Zimbabwe imports electricity mainly from South Africa’s State-run power utility, Eskom, as well as from Mozambique’s Cahora Bassa – to augment its dwindling power generation capacity occasioned by the government’s dismal failure to plan and invest in new infrastructure to improve local electricity supplies.

The government, through Zesa Holdings, owes Eskom and Cahora Bassa a combined $83 million in payment arrears – which has prompted Pretoria to give Zimbabwe a one-week ultimatum to settle an overdue $43 million, or face being switched off.

Opposition parties slammed President Robert Mugabe and his government yesterday for failing to address the country’s worsening cash shortages and their failure to prioritise essential services when allocating foreign exchange.

“No rocket science is needed to appreciate that Zimbabwe is sitting on a political and socio-economic precipice. The economy of this country has been to hell and back. We are in a major crisis.

“Mugabe doesn’t seem to fully appreciate and comprehend the economic disaster that is engulfing the nation. He is living in his own world of make believe.

“He needs help. The MDC reiterates that Zimbabwe is doomed for as long as Mugabe and his Zanu PF gangsters remain in power,” thundered MDC spokesperson Obert Gutu.

Zimbabwe is in the grip of a worsening economic crisis which has also witnessed a severe shortage of cash, including the recently introduced bond notes.

The disappearance of the country’s surrogate currency from the market has also often forced banks to give clients their cash in sackfuls of coins.

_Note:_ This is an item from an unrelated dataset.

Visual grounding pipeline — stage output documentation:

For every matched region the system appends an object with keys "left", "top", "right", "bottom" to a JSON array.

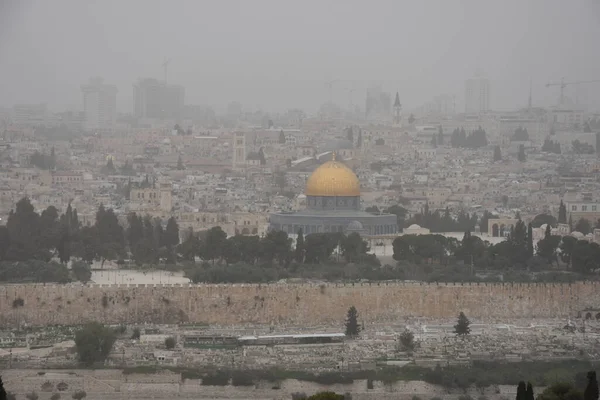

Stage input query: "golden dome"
[{"left": 305, "top": 155, "right": 360, "bottom": 197}]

It has also seen banks limiting the amount of money both individuals and companies can withdraw, sometimes to as low as $20.

Last Friday, bankers finally broke their silence on the matter and confirmed that Zimbabwe was facing a huge financial crisis which required urgent attention by the government.

Addressing delegates at the Financial Markets Indaba held in Harare, Barclays Bank Zimbabwe managing director George Guvamatanga said bond notes had vanished from the local market and were now big business in neighbouring countries.

“It’s not yet established, but there could be more bond notes at Park Station in South Africa, and in Botswana, Zambia and Mozambique than we have here in Zimbabwe.

“Someone realised there is an opportunity to sell the bond notes to Zimbabweans living outside the country, who then don’t have to come here and queue to withdraw their money from banks.

“At the moment, it’s easier for us at Barclays to give United States dollars than to give bond notes,” Guvamatanga told transfixed delegates.